Là encore, comme pour le statut des Juifs, il y a du retard à l'allumage, et il est on ne peut plus passionnant de le scruter à la lumière de ce genre de vestige. La rencontre, provocante pour le sentiment national des Français, est du 24, le discours du 30 : quel abîme de perplexité et de doute est ainsi creusé ! Quelle faute politique... à moins qu'on ne puisse faire autrement !
Pétain se serait bien vu discourir le 26, voire le 25 au soir, après une après-midi vichyssoise consacrée à accorder les violons ministériels. Ce qui l'en empêche, c'est l'absence, du côté allemand, de toute annonce concernant les contreparties : de quoi que ce soit qui rende "moins lourd le poids de l'occupation", accélère "le rapatriement de nos prisonniers" ou atténue "la rigidité de la ligne de démarcation".

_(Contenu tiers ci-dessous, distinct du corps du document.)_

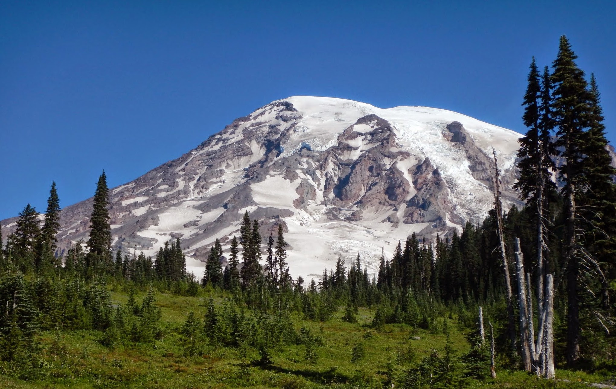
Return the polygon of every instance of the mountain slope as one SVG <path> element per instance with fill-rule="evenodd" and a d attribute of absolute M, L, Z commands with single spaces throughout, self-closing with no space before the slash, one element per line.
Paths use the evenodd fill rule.
<path fill-rule="evenodd" d="M 459 227 L 492 207 L 492 147 L 508 207 L 521 136 L 453 112 L 293 96 L 236 119 L 196 149 L 110 191 L 115 248 L 154 256 L 182 238 L 189 269 L 248 211 L 283 224 L 292 274 L 359 252 L 374 270 L 398 240 Z M 87 240 L 91 199 L 62 213 L 59 246 Z M 14 227 L 14 220 L 2 227 Z M 6 234 L 6 231 L 5 231 Z"/>

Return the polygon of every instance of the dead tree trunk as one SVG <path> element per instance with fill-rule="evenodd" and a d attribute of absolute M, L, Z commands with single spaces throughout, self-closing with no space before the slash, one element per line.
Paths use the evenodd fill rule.
<path fill-rule="evenodd" d="M 516 238 L 515 255 L 516 270 L 517 275 L 517 302 L 519 305 L 520 320 L 520 350 L 522 352 L 522 363 L 524 370 L 530 371 L 532 364 L 530 361 L 530 352 L 529 350 L 529 326 L 527 319 L 528 309 L 526 306 L 526 281 L 524 279 L 524 256 L 520 250 L 520 240 Z"/>
<path fill-rule="evenodd" d="M 485 332 L 484 332 L 484 312 L 479 306 L 479 336 L 481 337 L 481 345 L 485 343 Z"/>
<path fill-rule="evenodd" d="M 537 350 L 535 347 L 535 323 L 533 314 L 532 284 L 530 282 L 530 275 L 526 273 L 526 308 L 528 316 L 527 321 L 529 325 L 529 348 L 530 351 L 530 360 L 532 363 L 532 370 L 539 374 L 539 367 Z M 543 304 L 542 304 L 543 305 Z M 539 311 L 540 314 L 541 311 Z"/>
<path fill-rule="evenodd" d="M 490 324 L 490 372 L 492 375 L 492 379 L 496 377 L 496 364 L 494 358 L 494 329 L 492 328 L 492 323 L 488 321 Z"/>
<path fill-rule="evenodd" d="M 545 301 L 543 303 L 545 317 L 543 334 L 543 377 L 554 378 L 554 276 L 546 277 Z"/>
<path fill-rule="evenodd" d="M 496 152 L 492 149 L 494 155 L 494 208 L 496 213 L 496 226 L 498 232 L 498 240 L 500 246 L 501 257 L 503 259 L 503 269 L 505 270 L 505 287 L 507 297 L 507 332 L 511 342 L 511 350 L 515 353 L 516 347 L 516 320 L 513 313 L 513 293 L 511 291 L 511 279 L 509 274 L 509 262 L 507 261 L 507 252 L 505 246 L 505 234 L 503 226 L 503 205 L 501 202 L 500 178 L 498 171 L 498 161 L 496 159 Z"/>

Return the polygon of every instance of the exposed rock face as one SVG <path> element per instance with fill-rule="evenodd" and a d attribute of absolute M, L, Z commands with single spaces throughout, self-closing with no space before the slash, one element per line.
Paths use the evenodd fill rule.
<path fill-rule="evenodd" d="M 521 135 L 450 111 L 387 109 L 295 96 L 233 120 L 179 158 L 110 191 L 114 249 L 155 255 L 180 237 L 200 275 L 216 238 L 228 249 L 248 211 L 264 238 L 280 224 L 294 275 L 359 252 L 372 269 L 411 233 L 429 235 L 492 207 L 492 150 L 506 206 Z M 113 174 L 113 172 L 110 172 Z M 87 240 L 92 200 L 62 213 L 60 251 Z M 2 222 L 6 234 L 14 219 Z"/>

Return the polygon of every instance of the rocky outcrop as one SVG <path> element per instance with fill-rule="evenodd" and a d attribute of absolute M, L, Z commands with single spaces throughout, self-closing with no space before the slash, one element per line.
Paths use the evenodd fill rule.
<path fill-rule="evenodd" d="M 495 147 L 508 206 L 517 201 L 511 186 L 519 134 L 425 107 L 274 101 L 111 189 L 113 250 L 154 256 L 180 237 L 187 255 L 204 260 L 216 238 L 228 250 L 248 211 L 264 238 L 283 226 L 292 272 L 320 273 L 331 258 L 358 253 L 373 269 L 370 259 L 411 229 L 446 231 L 487 212 L 493 162 L 486 137 L 493 134 L 507 141 Z M 91 211 L 91 199 L 62 210 L 59 254 L 87 241 Z M 2 221 L 5 237 L 14 221 Z"/>

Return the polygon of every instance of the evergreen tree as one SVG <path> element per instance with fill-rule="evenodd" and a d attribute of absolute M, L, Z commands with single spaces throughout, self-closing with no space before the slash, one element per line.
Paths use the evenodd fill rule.
<path fill-rule="evenodd" d="M 553 64 L 554 85 L 553 111 L 562 164 L 559 168 L 564 206 L 564 259 L 567 267 L 567 361 L 571 366 L 580 358 L 580 255 L 578 250 L 580 223 L 577 200 L 588 183 L 583 175 L 585 129 L 588 125 L 590 93 L 584 72 L 575 63 L 567 38 L 561 37 L 558 55 Z"/>
<path fill-rule="evenodd" d="M 267 272 L 267 278 L 275 285 L 278 282 L 277 264 L 274 262 L 275 257 L 274 254 L 274 234 L 270 231 L 270 236 L 267 239 L 267 256 L 265 257 L 265 271 Z"/>
<path fill-rule="evenodd" d="M 580 196 L 580 208 L 584 246 L 593 261 L 605 268 L 612 279 L 616 276 L 612 258 L 616 254 L 616 169 L 607 151 L 603 112 L 594 74 L 591 74 L 590 112 L 586 118 L 588 130 L 585 133 L 583 173 L 586 186 Z M 607 306 L 606 277 L 601 277 L 602 303 Z"/>
<path fill-rule="evenodd" d="M 231 240 L 231 248 L 229 253 L 229 289 L 233 289 L 240 285 L 240 260 L 238 256 L 239 249 L 237 238 L 233 236 Z"/>
<path fill-rule="evenodd" d="M 284 272 L 284 269 L 286 267 L 286 250 L 285 247 L 286 246 L 286 242 L 285 242 L 285 236 L 283 235 L 283 231 L 282 229 L 282 224 L 278 224 L 278 236 L 276 238 L 276 251 L 275 253 L 275 260 L 274 260 L 274 269 L 280 269 L 280 273 L 282 275 Z M 278 270 L 275 270 L 275 275 L 278 275 Z M 281 280 L 281 281 L 282 281 Z"/>
<path fill-rule="evenodd" d="M 47 200 L 47 210 L 45 211 L 45 222 L 41 230 L 41 238 L 47 242 L 52 251 L 56 249 L 57 240 L 55 235 L 60 230 L 60 200 L 55 190 L 55 181 L 51 184 L 49 198 Z"/>
<path fill-rule="evenodd" d="M 543 301 L 543 280 L 546 275 L 544 252 L 548 246 L 546 225 L 549 194 L 556 191 L 550 170 L 554 169 L 551 156 L 555 150 L 550 140 L 553 128 L 551 117 L 551 83 L 547 68 L 544 71 L 543 82 L 535 57 L 530 64 L 528 87 L 524 95 L 522 116 L 524 125 L 529 128 L 525 136 L 519 139 L 517 162 L 520 178 L 514 187 L 521 191 L 521 198 L 527 200 L 535 213 L 536 264 L 537 267 L 537 301 L 541 312 Z"/>
<path fill-rule="evenodd" d="M 222 248 L 221 241 L 216 239 L 214 245 L 209 249 L 208 262 L 205 265 L 205 275 L 203 277 L 205 285 L 208 282 L 214 286 L 221 286 L 222 284 L 222 267 L 221 257 L 222 256 Z"/>
<path fill-rule="evenodd" d="M 111 227 L 109 226 L 109 189 L 105 171 L 99 177 L 90 218 L 89 265 L 98 265 L 106 269 L 111 263 Z"/>
<path fill-rule="evenodd" d="M 19 213 L 15 230 L 19 248 L 23 253 L 31 252 L 40 233 L 39 213 L 30 203 Z"/>

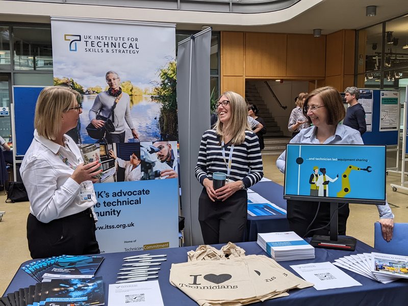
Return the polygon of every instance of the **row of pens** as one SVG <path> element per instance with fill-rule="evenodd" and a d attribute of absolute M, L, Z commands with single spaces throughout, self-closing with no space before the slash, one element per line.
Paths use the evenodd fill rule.
<path fill-rule="evenodd" d="M 167 255 L 144 254 L 123 258 L 126 263 L 119 270 L 117 284 L 154 279 L 159 277 L 161 262 L 166 261 Z"/>

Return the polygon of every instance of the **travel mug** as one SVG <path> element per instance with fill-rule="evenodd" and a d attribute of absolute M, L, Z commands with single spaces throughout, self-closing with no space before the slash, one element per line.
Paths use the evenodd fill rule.
<path fill-rule="evenodd" d="M 100 159 L 100 152 L 99 148 L 94 144 L 91 143 L 82 145 L 80 147 L 80 151 L 81 151 L 81 156 L 82 156 L 82 158 L 84 160 L 84 165 L 96 161 L 99 161 Z M 99 168 L 95 171 L 101 169 L 102 165 L 101 164 Z M 92 177 L 95 178 L 98 178 L 101 176 L 102 173 L 101 173 Z"/>
<path fill-rule="evenodd" d="M 214 172 L 213 173 L 213 188 L 216 190 L 225 185 L 226 174 L 222 172 Z"/>

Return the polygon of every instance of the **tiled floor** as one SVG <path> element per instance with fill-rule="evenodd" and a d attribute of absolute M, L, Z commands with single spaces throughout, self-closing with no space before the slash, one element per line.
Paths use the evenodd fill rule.
<path fill-rule="evenodd" d="M 284 175 L 275 165 L 276 158 L 273 156 L 263 157 L 265 176 L 282 185 Z M 399 190 L 394 192 L 389 185 L 391 183 L 399 185 L 400 181 L 400 175 L 390 173 L 387 176 L 388 201 L 395 215 L 395 221 L 408 222 L 408 192 Z M 3 295 L 21 263 L 31 259 L 26 238 L 29 203 L 6 203 L 5 199 L 5 196 L 0 195 L 0 211 L 6 212 L 0 222 L 0 295 Z M 347 235 L 373 245 L 373 224 L 378 218 L 374 206 L 351 205 Z"/>

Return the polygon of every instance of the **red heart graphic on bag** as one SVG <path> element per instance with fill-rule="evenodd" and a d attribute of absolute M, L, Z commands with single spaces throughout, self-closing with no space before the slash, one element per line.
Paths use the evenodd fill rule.
<path fill-rule="evenodd" d="M 231 274 L 226 274 L 218 275 L 214 274 L 209 274 L 204 275 L 204 279 L 206 280 L 208 280 L 217 285 L 226 282 L 228 279 L 231 279 L 231 277 L 232 277 L 232 276 Z"/>

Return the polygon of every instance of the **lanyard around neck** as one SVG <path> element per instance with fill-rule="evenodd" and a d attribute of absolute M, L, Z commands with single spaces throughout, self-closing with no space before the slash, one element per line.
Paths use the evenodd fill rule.
<path fill-rule="evenodd" d="M 231 163 L 233 161 L 233 152 L 234 151 L 234 145 L 231 145 L 231 148 L 230 150 L 230 157 L 228 158 L 228 163 L 225 160 L 225 149 L 224 147 L 224 141 L 223 140 L 221 143 L 221 148 L 222 152 L 222 158 L 224 159 L 224 162 L 226 166 L 226 178 L 227 180 L 230 178 L 230 173 L 231 172 Z"/>

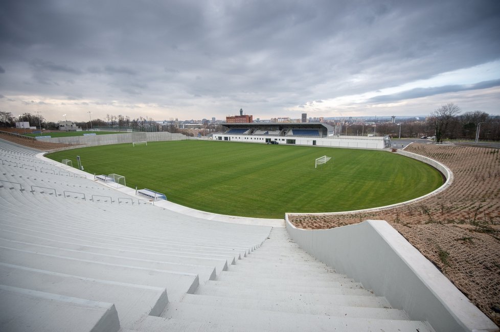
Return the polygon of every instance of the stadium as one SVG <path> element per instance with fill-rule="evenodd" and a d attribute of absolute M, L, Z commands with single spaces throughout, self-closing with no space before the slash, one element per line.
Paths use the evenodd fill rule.
<path fill-rule="evenodd" d="M 214 143 L 275 140 L 279 146 L 266 147 L 395 153 L 387 138 L 343 137 L 320 124 L 227 125 L 228 131 L 214 136 Z M 452 216 L 453 202 L 443 198 L 457 203 L 457 197 L 468 195 L 457 191 L 466 185 L 462 182 L 466 177 L 447 165 L 451 159 L 446 158 L 460 154 L 452 147 L 416 145 L 395 153 L 444 175 L 444 184 L 425 197 L 348 213 L 287 211 L 279 219 L 195 209 L 169 201 L 161 191 L 127 187 L 130 179 L 122 179 L 119 172 L 96 175 L 76 164 L 79 159 L 61 163 L 43 156 L 82 145 L 144 149 L 154 146 L 150 142 L 188 139 L 180 134 L 132 133 L 43 142 L 13 134 L 0 138 L 2 330 L 497 330 L 491 320 L 494 315 L 487 316 L 487 310 L 480 310 L 464 289 L 457 288 L 460 282 L 450 282 L 452 255 L 437 264 L 405 235 L 405 227 L 418 227 L 400 221 L 406 220 L 403 210 L 415 223 L 422 216 L 434 221 L 433 209 L 439 210 L 440 203 L 442 213 Z M 139 142 L 149 145 L 132 145 Z M 474 150 L 490 158 L 486 164 L 497 170 L 495 151 Z M 478 155 L 470 158 L 479 160 Z M 329 164 L 321 157 L 315 165 Z M 314 165 L 313 160 L 312 170 Z M 470 175 L 471 181 L 477 174 Z M 489 176 L 497 177 L 494 171 Z M 464 202 L 457 211 L 457 216 L 481 212 L 474 217 L 475 232 L 464 236 L 463 247 L 489 244 L 481 236 L 498 231 L 492 223 L 487 227 L 480 222 L 498 217 L 497 197 L 487 195 L 496 192 L 487 187 L 479 205 Z M 412 209 L 416 206 L 418 211 Z M 449 254 L 451 249 L 439 244 L 438 256 Z M 490 306 L 498 298 L 495 280 L 492 286 L 489 279 L 486 290 L 497 295 L 493 303 L 487 302 Z"/>

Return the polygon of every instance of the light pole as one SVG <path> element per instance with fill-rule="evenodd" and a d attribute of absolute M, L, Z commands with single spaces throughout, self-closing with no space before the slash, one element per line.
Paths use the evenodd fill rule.
<path fill-rule="evenodd" d="M 478 128 L 475 131 L 475 143 L 477 143 L 478 141 L 479 140 L 479 130 L 481 129 L 481 124 L 484 123 L 484 122 L 480 122 L 478 124 Z"/>
<path fill-rule="evenodd" d="M 21 118 L 21 123 L 22 124 L 22 128 L 24 128 L 25 133 L 26 134 L 26 126 L 25 126 L 25 116 L 24 116 L 24 114 L 21 114 L 20 115 L 19 115 L 19 117 Z"/>

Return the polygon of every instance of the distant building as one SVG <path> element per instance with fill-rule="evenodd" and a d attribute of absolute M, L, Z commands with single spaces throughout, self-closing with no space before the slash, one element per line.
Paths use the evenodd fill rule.
<path fill-rule="evenodd" d="M 240 115 L 226 116 L 225 122 L 228 123 L 251 123 L 254 122 L 254 116 L 243 114 L 243 109 L 240 109 Z"/>
<path fill-rule="evenodd" d="M 59 130 L 63 131 L 81 131 L 82 129 L 71 121 L 61 121 L 59 123 Z"/>

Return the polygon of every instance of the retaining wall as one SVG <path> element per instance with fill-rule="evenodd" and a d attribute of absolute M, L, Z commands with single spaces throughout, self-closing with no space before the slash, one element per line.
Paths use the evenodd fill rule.
<path fill-rule="evenodd" d="M 436 331 L 497 330 L 496 326 L 403 236 L 383 220 L 330 229 L 297 228 L 301 248 L 336 272 L 360 282 L 413 320 Z"/>

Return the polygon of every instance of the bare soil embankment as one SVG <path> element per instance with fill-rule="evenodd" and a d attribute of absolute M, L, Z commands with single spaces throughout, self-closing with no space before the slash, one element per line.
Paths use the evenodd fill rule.
<path fill-rule="evenodd" d="M 499 150 L 429 144 L 405 150 L 445 164 L 453 183 L 436 195 L 390 209 L 289 220 L 306 229 L 387 221 L 500 326 Z"/>

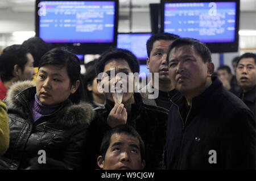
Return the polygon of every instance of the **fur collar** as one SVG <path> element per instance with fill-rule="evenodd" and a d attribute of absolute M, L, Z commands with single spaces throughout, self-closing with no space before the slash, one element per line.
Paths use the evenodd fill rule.
<path fill-rule="evenodd" d="M 21 96 L 22 92 L 25 90 L 32 91 L 32 89 L 35 86 L 35 83 L 30 81 L 17 82 L 13 84 L 8 90 L 7 96 L 5 100 L 9 108 L 15 109 L 20 107 L 21 103 L 19 99 L 17 99 L 18 97 Z M 63 112 L 63 117 L 59 119 L 57 122 L 61 123 L 65 127 L 82 124 L 85 121 L 90 124 L 94 117 L 93 107 L 86 102 L 82 102 L 79 104 L 68 106 L 64 108 L 64 111 Z"/>

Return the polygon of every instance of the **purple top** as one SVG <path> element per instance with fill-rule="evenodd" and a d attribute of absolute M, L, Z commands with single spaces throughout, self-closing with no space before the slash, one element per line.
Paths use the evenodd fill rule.
<path fill-rule="evenodd" d="M 38 99 L 36 94 L 35 100 L 30 102 L 29 106 L 32 112 L 32 117 L 34 121 L 43 116 L 50 115 L 60 107 L 61 104 L 53 106 L 44 106 Z"/>

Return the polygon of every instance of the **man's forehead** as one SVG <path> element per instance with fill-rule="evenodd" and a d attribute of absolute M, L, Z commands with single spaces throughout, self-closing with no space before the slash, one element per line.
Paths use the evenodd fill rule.
<path fill-rule="evenodd" d="M 112 59 L 107 61 L 104 67 L 104 71 L 112 70 L 113 69 L 126 69 L 131 70 L 128 62 L 124 59 Z"/>
<path fill-rule="evenodd" d="M 172 40 L 156 40 L 153 43 L 152 49 L 157 48 L 168 48 L 171 44 L 174 41 Z"/>
<path fill-rule="evenodd" d="M 192 46 L 184 45 L 172 48 L 170 52 L 170 57 L 172 56 L 192 56 L 193 54 L 198 55 Z"/>
<path fill-rule="evenodd" d="M 253 58 L 243 58 L 239 61 L 238 64 L 255 65 L 255 60 Z"/>

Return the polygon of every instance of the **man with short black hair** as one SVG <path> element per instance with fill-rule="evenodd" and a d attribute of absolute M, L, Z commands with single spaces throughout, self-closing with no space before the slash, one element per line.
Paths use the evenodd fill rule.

Le vieux maréchal a suffisamment appris son nouveau métier de politicien (à moins que ce ne soit sa méfiance atavique envers le Prussien qui joue) pour savoir qu'il ne peut opérer son virage sans la moindre assurance et il espérait apprendre dès le lendemain, par exemple, que les contrôles au passage de la ligne s'étaient allégés. Ou que les discussions quotidiennes de Wiesbaden (siège de la commission d'armistice) avaient tout d'un coup changé d'atmosphère et que, pour commencer, on avait bu à la collaboration le 25 au matin. Rien ne se passe. Cependant, on se refuse à comprendre que Hitler ne cherchait qu'une poignée de main médiatique et une nouvelle humiliation de la France sans contrepartie aucune, et qu'on s'est fait avoir dans les grandes largeurs. On préfère penser que sa bureaucratie a besoin de points sur les i pour que la détente de Montoire produise ses effets à la base de la pyramide. Alors on bricole un discours d'attente, qui engage moins, qui remet la balle dans le camp allemand.
Il y a donc clairement deux temps :
1) Vichy se prosterne plus bas que terre et s'apprête à proclamer son acceptation d'une collaboration proposée par l'Allemagne, ce qui ne peut guère signifier autre chose qu'une participation à son effort de guerre, sans exclure en rien le domaine militaire.
2) Aucune des compensations espérées ne s'esquissant, le discours se fait plus flou, sans qu'on embraye la marche arrière pour autant. Pour aboutir au discours final du 30 qui peut se résumer ainsi : "Vous n'y comprenez rien (à vrai dire moi non plus), mais c'est moi le chef, alors vos gueules !".